Oleh: Tri S, S.Si*
Dari laman CNN Indonesia menyebutkan bahwa Ketua Badan Anggaran (Banggar) DPR Azis Syamsuddin telah rampung diperiksa Komisi Pemberantasan Korupsi (KPK) terkait kasus dugaan suap usulan dana perimbangan keuangan daerah pada R-APBN Perubahan Tahun Anggaran 2018. Dia diperiksa sebagai saksi untuk tiga tersangka kasus tersebut.
Azis menyebut ketiga tersangka dalam kasus dugaan suap dana perimbangan daerah diantaranya mantan anggota Komisi XI DPR dari Fraksi Demokrat Amin Santono, mantan pejabat Kementerian Keuangan Yaya Purnomo, dan Eka Kamaluddin.
Politikus Partai Golkar itu menyatakan tak pernah ada usulan rancangan APBN Perubahan Tahun Anggaran 2018 dari pemerintah, termasuk soal dana perimbangan daerah. Karena itu, kata Azis, Banggar tak mengetahui soal pembahasan tersebut.
Azis membantah ada dugaan aliran uang dari Amin Santono kepada anggota dewan lainnya terkait dengan dugaan suap dana perimbangan daerah tersebut. Ia meminta agar dugaan aliran uang ditanya kepada penyidik lembaga antirasuah.
Dalam kasus ini, KPK menetapkan mantan Kasi Pengembangan Pendanaan Kawasan Perumahan dan Permukiman pada Ditjen Perimbangan Keuangan Kementerian Keuangan, Yaya Purnomo dan anggota Komisi XI DPR dari Fraksi Demokrat, Amin Santono.
Selain Yaya dan Amin, lembaga antirasuah juga menjerat Eka Kamaluddin selaku perantara suap dan pihak swasta Ahmad Ghiast.
Amin diduga menerima suap sejumlah Rp500 juta dari dua proyek di Kabupaten Sumedang dengan nilai total proyek sekitar Rp25 miliar. Uang Rp500 juta tersebut diduga bagian dari total komitmen fee sebesar Rp1,7 miliar.
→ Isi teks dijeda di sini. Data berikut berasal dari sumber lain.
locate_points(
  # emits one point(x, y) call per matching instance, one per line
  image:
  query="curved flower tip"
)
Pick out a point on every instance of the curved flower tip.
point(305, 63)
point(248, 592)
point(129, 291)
Sementara itu, Yaya berperan membantu Amin meloloskan anggaran dua proyek di Pemerintah Kabupaten Sumedang, Jawa Barat. Dua proyek tersebut yakni proyek pada Dinas Perumahan, Kawasan Pemukiman dan Pertanahan di Kabupaten Sumedang dan proyek di Dinas PUPR Sumedang.(m.cnnindonesia.com)
Di laman mustanir.com disebutkan bahwa akar masalah dari maraknya kasus korupsi di negeri ini adalah Demokrasi dan sekulerisme. Semakin negeri ini menuju kea rah demokratisasi maka berbanding lurus dengan meningkatnya angka korupsi. Dan dengan diterapkannya Sekulerisme dalam berbagai kehidupan telah banyak menimbulkan kerusakan diberbagai bidang termasuk diantaranya moral dan perilaku para pejabat. Idiologi sekulerisme yang memisahkan peran agama dari kehidupan menjadikan materi dan pemenuhan hawa nafsu adalah satu-satunya tujuan dalam hidup siapapun yang mengembannya, hukum yang diterapkan dalam mengatur masyarakatpun hanyalah hasil dari produk akal dicampur pesan dari para pemangku kepentingan, sama sekali jauh dari niat ingin mengikatkan diri kepada aturan syara sebagai bukti ketundukan kepada Rabb Maha Pencipta.
Dalam sistem Islam, salah satu pilar penting dalam mencegah korupsi ialah ditempuh dengan menggunakan sistem pengawasan yang ketat. Pertama, pengawasan yang dilakukan oleh individu. Kedua, pengawasan dari kelompok. Dan ketiga, pengawasan oleh negara. Dengan sistem pengwasan ekstra ketat seperti ini tentu akan membuat peluang terjadinya korupsi menjadi semakin kecil, karena sangat sedikit ruang untuk melakukan korupsi. Dengan diterapkannya syariat Islam tentu akan berefek pada tumbuhnya Spirit ruhiyah yang sangat kental, spirit yang timbul bahwa siapapun senantiasa merasa diawasi oleh dzat yang Maha Melihat dan tak pernah tidur, spirit yang membuka kesadaran bahwa akan ada hisab atas segala amal dan perbuatan manusia, bila spirit seperti ini nyang timbul tentu akan berdampak pula pada menggairahnya budaya amar ma’ruf nahi mungkar ditengah-tengah masyarakat. [Tri S]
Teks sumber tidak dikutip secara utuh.